Los distintos autores que intervienen en este número monográfico analizan algunas de las tareas comunicativas que llegaron a desempeñar estas figuraciones. Exploran también qué relaciones intelectuales establecieron los operarios, promotores y/o receptores con las imágenes en horizontes tan dispares como la Italia crepuscular, el Santiago naciente o la Borgoña más militante. Los estudios aceptados para su publicación examinan cómo fueron concebidas y dispuestas las representaciones con un propósito efectivo: de modo elemental, estimular pensamientos; con mayor ambición, ejercitar procedimientos mentales; a la postre, pergeñar modos de pesar. En reiteradas oportunidades, pensar en imágenes supuso diseccionar el propio pensamiento y sus procedimientos aunque, claro está, a partir de cauces y mecanismos visuales. Con el escrutinio directo o tangencial de estas cuestiones, los trabajos que aquí se brindan procuran un avance en el conocimiento de las imágenes durante la Edad Media, de su naturaleza instrumental y sus potencias conceptuales en tanto que cauces y soportes de pensamientos y especulaciones. La superposición de significados que se advierte en algunas de ellas sólo puede desentrañarse siguiendo los pasos de los exegetas. En las Sagradas Escrituras, como en los oficios litúrgicos, los teólogos advertían un sentido literal, otro alegórico y tipológico –ahondado por Orígenes, y que permitía interpretar todas las perícopas de modo espiritual y figurado–, un tercero tropológico –modélicamente expuesto por San Gregorio en sus Morales de Job, referente por antonomasia de la rectitud de conductas y prolijamente estudiado en las clausuras monásticas– y, por fin, el sentido anagógico –mediante el cual, el fiel se proyecta desde las realidades visibles a las incorpóreas.
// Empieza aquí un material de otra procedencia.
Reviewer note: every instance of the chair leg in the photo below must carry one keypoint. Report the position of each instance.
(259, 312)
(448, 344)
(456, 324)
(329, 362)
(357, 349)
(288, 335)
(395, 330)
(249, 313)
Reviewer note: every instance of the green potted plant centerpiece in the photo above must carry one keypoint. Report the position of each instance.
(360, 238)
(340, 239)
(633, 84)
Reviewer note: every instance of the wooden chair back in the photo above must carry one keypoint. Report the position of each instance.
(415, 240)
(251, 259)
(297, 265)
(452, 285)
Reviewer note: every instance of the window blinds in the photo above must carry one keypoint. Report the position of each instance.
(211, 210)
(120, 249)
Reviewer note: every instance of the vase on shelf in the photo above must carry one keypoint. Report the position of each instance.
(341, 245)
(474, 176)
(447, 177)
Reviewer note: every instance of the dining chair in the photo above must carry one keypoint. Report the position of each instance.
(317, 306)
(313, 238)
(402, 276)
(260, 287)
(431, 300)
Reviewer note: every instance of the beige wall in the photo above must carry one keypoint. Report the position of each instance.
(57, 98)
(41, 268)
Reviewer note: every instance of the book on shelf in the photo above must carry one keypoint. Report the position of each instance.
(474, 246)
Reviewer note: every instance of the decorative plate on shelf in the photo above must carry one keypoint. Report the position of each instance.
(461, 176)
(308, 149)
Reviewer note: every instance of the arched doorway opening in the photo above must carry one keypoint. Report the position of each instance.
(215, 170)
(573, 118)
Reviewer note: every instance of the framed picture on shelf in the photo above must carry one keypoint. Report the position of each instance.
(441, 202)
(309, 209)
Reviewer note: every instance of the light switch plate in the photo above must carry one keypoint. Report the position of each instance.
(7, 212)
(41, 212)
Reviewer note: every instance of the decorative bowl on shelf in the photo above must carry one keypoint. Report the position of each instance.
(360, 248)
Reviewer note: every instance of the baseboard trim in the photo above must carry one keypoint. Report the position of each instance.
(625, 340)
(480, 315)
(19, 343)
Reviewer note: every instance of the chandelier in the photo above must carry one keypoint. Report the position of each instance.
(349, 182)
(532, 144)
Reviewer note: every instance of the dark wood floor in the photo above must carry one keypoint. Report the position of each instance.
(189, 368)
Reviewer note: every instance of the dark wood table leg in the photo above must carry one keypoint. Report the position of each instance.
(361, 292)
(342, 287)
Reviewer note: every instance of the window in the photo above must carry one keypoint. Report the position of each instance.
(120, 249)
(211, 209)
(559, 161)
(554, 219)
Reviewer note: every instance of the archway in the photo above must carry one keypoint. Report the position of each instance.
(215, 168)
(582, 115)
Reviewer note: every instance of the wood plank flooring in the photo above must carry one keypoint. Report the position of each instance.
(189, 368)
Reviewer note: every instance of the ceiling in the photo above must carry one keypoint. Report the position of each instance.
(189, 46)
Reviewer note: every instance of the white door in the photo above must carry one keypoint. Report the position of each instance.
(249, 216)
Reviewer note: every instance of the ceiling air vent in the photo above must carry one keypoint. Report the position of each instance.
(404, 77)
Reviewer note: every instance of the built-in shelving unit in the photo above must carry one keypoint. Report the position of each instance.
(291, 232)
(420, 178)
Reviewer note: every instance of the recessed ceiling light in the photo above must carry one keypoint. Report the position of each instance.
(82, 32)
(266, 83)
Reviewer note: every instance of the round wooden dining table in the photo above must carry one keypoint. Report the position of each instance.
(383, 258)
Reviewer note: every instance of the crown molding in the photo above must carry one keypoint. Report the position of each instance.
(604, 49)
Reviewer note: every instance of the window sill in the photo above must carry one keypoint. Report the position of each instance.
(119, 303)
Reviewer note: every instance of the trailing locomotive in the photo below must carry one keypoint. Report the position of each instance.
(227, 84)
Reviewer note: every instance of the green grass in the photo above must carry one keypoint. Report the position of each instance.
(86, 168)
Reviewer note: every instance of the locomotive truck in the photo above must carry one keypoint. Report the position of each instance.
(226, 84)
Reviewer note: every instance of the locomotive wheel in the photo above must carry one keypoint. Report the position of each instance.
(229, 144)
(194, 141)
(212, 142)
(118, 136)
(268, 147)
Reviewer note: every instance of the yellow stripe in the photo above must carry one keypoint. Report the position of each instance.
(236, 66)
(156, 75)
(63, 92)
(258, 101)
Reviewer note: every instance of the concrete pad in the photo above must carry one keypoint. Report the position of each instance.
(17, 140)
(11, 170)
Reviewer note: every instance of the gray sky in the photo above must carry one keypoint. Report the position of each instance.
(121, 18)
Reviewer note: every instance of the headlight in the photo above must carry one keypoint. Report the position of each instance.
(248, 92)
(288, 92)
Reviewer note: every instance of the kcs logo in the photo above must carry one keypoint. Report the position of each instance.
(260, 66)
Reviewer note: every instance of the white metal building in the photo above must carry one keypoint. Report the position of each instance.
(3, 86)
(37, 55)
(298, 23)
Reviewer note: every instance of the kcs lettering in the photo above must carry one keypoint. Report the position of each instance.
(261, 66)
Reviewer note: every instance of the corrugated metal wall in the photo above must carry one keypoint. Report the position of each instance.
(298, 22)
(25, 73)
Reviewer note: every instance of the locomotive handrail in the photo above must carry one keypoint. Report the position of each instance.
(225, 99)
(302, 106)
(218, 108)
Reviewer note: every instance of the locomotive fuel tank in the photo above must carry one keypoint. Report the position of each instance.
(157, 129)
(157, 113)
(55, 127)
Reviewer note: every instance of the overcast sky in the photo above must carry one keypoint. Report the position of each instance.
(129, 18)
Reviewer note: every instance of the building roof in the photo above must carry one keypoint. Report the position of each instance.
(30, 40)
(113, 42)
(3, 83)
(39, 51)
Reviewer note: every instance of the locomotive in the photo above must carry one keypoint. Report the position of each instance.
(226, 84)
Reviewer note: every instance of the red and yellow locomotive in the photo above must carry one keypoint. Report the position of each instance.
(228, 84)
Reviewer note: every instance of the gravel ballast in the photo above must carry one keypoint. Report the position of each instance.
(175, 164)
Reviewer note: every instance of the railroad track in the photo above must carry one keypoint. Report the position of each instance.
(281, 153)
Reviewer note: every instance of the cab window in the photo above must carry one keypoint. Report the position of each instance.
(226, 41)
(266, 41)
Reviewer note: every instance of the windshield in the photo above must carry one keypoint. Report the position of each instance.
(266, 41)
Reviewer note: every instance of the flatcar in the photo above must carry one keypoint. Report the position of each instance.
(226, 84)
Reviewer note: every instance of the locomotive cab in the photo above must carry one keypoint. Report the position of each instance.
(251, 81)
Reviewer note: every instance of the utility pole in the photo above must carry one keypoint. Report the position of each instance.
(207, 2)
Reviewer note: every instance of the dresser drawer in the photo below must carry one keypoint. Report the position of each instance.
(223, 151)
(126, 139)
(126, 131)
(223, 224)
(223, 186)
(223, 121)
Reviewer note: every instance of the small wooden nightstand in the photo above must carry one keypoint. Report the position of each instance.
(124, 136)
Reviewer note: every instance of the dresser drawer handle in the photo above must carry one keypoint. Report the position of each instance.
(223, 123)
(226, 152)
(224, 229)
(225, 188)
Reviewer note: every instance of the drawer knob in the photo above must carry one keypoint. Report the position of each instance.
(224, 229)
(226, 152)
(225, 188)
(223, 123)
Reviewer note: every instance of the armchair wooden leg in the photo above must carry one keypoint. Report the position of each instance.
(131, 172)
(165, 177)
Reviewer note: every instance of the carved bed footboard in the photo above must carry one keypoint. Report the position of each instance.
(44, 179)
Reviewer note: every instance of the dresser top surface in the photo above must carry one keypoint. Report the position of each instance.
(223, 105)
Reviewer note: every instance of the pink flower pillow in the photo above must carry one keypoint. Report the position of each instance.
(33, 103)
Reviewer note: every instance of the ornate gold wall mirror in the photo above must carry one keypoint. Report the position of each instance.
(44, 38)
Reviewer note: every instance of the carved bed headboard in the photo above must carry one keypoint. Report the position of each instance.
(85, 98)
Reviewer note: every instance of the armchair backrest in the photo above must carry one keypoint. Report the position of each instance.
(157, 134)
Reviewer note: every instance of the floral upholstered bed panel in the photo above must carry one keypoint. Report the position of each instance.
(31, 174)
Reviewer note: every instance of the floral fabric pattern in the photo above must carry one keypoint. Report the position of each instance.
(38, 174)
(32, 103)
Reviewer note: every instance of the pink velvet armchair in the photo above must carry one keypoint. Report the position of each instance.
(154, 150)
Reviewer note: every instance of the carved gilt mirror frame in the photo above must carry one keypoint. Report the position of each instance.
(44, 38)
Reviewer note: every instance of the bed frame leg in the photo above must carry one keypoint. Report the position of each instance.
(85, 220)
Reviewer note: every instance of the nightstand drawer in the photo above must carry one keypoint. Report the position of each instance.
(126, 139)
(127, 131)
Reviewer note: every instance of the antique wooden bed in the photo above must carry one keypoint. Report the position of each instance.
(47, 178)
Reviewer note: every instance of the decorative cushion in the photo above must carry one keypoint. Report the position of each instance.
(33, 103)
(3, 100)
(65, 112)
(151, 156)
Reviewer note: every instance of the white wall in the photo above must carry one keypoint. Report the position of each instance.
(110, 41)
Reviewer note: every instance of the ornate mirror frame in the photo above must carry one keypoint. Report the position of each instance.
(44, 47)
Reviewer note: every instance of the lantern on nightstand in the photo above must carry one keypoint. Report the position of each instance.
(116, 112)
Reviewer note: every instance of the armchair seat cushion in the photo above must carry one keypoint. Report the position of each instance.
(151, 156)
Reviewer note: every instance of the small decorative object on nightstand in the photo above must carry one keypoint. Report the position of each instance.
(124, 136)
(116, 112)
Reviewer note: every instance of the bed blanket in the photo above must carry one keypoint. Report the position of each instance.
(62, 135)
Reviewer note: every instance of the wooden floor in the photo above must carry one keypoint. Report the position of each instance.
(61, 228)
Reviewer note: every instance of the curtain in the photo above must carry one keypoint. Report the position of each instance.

Para distintos tratadistas medievales las imágenes eran admisibles, y aún precisas, exactamente porque permitían progresar per visibilia ad invisibilia.    

 

Los espectadores creyentes se encontraban ante figuraciones ofrecidas para ver y descifrar, para ver y corregirse, pero también para ver y pensar, partiendo de un argumento y alcanzando otro, fuera por asociación o por proyección. Las imagines se desplegaron para poder ver las scripturae sagradas y de las storiae humanas; pero también para inducir y conducir ideas. Sobre esta proposición genérica se aplicaron matices sucesivos. Distintos trabajos de este número de la revista han procurado advertir las fórmulas y los mecanismos que se aplicaron en la confección de las imágenes –desde el románico al tardogótico– para interpelar e instruir a los espectadores. Sin embargo, estos estudios no escudriñan la consumación de los mensajes doctrinales en la estela de los trabajos iconográficos al uso, que como es bien sabido inspeccionan la literalidad e historicidad de los motivos visuales. En su lugar, los ensayos que siguen indagan en la activación de procedimientos visivos que propiciaban que los receptores pudieran pensar a través de las imágenes. Así, el lector hallará aquí trabajos actuales que se afanan por dilucidar los recursos brindados ante los ojos y la mente del espectador medieval.